The project is entirely funded by The Jerusalem Prayer Team, she said.
“Every few months, Michael comes to visit us,” said Glazer, a practicing gynecologist. “He is part of our family, and we feel so proud of this connection because we are the last generation [of survivors] and he helps us be together and feel safe.”
Evans said his organization never hesitates to write a check for a member in need.
“I ask Lillian what she needs, and we do it,” said Evans. “For us, it’s a blessing. These are very beautiful people.

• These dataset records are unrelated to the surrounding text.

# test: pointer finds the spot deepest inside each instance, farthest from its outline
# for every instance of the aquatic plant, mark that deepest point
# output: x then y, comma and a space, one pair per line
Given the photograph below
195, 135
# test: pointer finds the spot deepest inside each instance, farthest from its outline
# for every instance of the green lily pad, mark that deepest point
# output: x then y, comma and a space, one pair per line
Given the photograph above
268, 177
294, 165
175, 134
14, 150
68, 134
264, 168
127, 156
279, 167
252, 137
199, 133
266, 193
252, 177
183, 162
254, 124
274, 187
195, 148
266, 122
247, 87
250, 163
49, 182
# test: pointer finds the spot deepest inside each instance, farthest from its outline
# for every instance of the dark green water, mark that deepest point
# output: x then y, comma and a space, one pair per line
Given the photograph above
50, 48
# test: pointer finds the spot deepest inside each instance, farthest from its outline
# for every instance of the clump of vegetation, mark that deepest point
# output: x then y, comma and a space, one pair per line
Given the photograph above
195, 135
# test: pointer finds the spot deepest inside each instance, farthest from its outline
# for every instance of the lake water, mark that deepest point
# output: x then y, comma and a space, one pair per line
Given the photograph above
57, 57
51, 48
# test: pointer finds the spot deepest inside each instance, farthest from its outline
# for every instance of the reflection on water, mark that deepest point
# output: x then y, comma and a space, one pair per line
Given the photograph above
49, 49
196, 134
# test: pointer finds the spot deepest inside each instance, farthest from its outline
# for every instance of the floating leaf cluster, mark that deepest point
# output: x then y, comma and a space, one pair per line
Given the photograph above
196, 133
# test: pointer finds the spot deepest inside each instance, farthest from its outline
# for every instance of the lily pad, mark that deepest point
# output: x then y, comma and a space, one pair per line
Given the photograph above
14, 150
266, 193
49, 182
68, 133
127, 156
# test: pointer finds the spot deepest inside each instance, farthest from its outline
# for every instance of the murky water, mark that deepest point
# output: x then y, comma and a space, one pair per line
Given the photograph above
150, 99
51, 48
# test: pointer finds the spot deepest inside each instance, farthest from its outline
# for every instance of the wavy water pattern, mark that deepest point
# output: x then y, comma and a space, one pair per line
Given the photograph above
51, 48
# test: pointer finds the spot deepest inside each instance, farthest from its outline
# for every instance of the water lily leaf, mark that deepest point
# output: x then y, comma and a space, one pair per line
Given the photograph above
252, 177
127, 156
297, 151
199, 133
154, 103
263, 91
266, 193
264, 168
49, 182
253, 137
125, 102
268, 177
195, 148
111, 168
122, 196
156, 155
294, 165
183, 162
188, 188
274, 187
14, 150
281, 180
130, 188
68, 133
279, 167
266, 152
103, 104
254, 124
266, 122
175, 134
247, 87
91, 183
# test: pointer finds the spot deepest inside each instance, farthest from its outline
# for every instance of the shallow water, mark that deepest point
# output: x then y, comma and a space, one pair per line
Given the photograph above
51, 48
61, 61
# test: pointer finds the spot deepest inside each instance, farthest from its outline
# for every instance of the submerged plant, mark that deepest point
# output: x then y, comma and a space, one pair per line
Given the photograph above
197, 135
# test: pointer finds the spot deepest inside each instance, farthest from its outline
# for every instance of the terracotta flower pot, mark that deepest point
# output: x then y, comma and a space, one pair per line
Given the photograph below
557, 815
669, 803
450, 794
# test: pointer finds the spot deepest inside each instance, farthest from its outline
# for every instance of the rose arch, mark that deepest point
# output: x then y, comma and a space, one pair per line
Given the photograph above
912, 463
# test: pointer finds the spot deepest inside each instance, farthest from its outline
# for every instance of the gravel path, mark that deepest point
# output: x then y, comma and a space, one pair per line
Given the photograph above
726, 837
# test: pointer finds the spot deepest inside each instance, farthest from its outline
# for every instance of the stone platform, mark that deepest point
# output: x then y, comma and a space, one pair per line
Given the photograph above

How can you not be happy seeing Holocaust survivors so joyful – at a bomb shelter, no less?” Glazer said the majority of the survivors in her organization are from the former Soviet Union and Eastern Europe, living alone in meager surroundings.
“They celebrate all the holidays here, and it gives them a sense of purpose,” she said.
“That’s a gift for all of us.”
Alexander Vishnevetsky, a survivor from the Ukraine who also works as a journalist, said he attended all the events at the facility and was comforted by the group’s shared history.
“We’re the last generation [of survivors], and I’m happy I can meet my friends who are in the same situation,” said Vishnevetsky.
“We can sing songs, listen to our music and speak to each other in Yiddish,” he said.
“This makes us happy.”
Evans said The Jerusalem Prayer Team had also renovated a bomb shelter in Haifa for survivors living in the North.
“My prayer is that this will be an inspiration for others to do the same throughout the country,” he said.